Interpretive Summary: Because of problems with the development of resistance to conventional insecticides, there is a critical need for new concepts and alternative approaches in controlling insect pests. Neuropeptides are short chains of amino acids that serve as potent internal messengers in insects to regulate vital functions. Neuropeptides are unsuitable for use in control measures because they degrade in the circulatory and digestive systems, and an inability to penetrate the outer surface of the insect. Selective control measures may be developed by designing metabolically stable mimics of these neuropeptides that actively inhibit or over-stimulate functions regulated by them, resulting in disruption of the internal environment of the insect. We identify portions of the selected neuropeptide that are susceptible to degradation in the circulatory and digestive systems, and design and synthesize mimics with greatly enhanced stability. The mimics are shown to remain within the insect for long periods and demonstrate enhanced biological activity, including a pronounced inhibition of weight gain in the destructive larvae of the corn earworm. This information is critical to efforts to produce control measures that can selectively disrupt insect life processes. This work leads us one step closer to the development of practical neuropeptide mimics that will effectively control certain pests in an environmentally friendly fashion.

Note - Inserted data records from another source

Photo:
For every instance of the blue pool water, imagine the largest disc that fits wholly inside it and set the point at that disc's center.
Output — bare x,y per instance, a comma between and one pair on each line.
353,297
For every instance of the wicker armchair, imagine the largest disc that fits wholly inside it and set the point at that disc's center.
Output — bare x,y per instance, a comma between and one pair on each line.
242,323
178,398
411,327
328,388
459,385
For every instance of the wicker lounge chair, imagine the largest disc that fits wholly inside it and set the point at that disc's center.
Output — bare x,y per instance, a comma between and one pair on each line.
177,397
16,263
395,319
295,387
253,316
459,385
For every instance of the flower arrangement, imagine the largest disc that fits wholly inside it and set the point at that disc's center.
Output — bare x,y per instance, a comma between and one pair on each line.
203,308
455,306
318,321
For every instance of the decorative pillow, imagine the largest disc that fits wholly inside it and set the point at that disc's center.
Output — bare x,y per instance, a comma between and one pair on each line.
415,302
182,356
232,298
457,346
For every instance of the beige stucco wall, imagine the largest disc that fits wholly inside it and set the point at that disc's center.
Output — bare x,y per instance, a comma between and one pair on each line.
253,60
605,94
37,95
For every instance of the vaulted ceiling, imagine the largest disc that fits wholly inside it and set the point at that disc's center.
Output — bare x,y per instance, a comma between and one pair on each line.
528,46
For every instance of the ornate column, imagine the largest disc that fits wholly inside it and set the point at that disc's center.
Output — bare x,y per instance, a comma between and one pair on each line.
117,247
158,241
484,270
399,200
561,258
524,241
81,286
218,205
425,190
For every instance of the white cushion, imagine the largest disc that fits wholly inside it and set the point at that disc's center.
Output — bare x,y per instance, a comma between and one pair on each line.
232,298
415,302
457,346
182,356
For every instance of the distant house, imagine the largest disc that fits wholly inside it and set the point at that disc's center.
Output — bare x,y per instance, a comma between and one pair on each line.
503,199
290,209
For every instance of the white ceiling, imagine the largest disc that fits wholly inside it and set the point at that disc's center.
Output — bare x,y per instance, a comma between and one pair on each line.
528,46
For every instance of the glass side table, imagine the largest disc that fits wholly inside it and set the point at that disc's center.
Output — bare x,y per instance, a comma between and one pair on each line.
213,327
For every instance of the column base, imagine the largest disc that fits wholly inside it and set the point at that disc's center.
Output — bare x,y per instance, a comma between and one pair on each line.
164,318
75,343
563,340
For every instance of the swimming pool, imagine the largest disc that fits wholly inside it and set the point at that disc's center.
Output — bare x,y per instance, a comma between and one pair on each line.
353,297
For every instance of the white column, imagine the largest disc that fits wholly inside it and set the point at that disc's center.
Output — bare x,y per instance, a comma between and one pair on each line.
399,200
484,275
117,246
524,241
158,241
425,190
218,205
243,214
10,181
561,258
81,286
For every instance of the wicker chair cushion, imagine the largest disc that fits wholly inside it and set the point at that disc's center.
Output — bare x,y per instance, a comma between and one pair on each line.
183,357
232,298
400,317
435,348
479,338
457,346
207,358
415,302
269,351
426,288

Technical Abstract: The diuretic/myotropic insect kinin neuropeptides, which share the common C-terminal pentapeptide core FX1X2WG-NH2, reveal primary (X2-W) and secondary (N-terminal to F) sites of susceptibility to peptidases bound to corn earworm (H. zea) Malpighian tubule tissue. Analogs designed to enhance resistance to tissue-bound peptidases, and pure insect neprilysin and ACE, demonstrate markedly enhanced in vivo activity in a weight gain inhibition assay in H. zea, and strong in vivo diuretic activity in the housefly (M. domestica). The peptidase-resistant insect kinin analog pQK(pQ)FF[Aib]WB-NH2 demonstrates a longer internal residence time in the housefly than the native muscakinin (MK), and despite a difference of over four orders of magnitude in an in vitro Malpighian tubule fluid secretion assay, is equipotent with MP in an in vivo housefly diuretic assay. Aminohexanoic acid (Ahx) is shown to function as a surrogate for N- terminal Lys, while at the same time providing enhanced resistance to aminopeptidase attack. Peptidaese-resistant insect kinin analogs demonstrate enhanced inhibition of weight gain in larvae of the agriculturally destructive corn earworm moth. Potent peptidase resistant analogs of the insect kinins, coupled with an increased understanding of related regulatory factors, offer promise in the development of new, environmentally friendly pest insect control measures.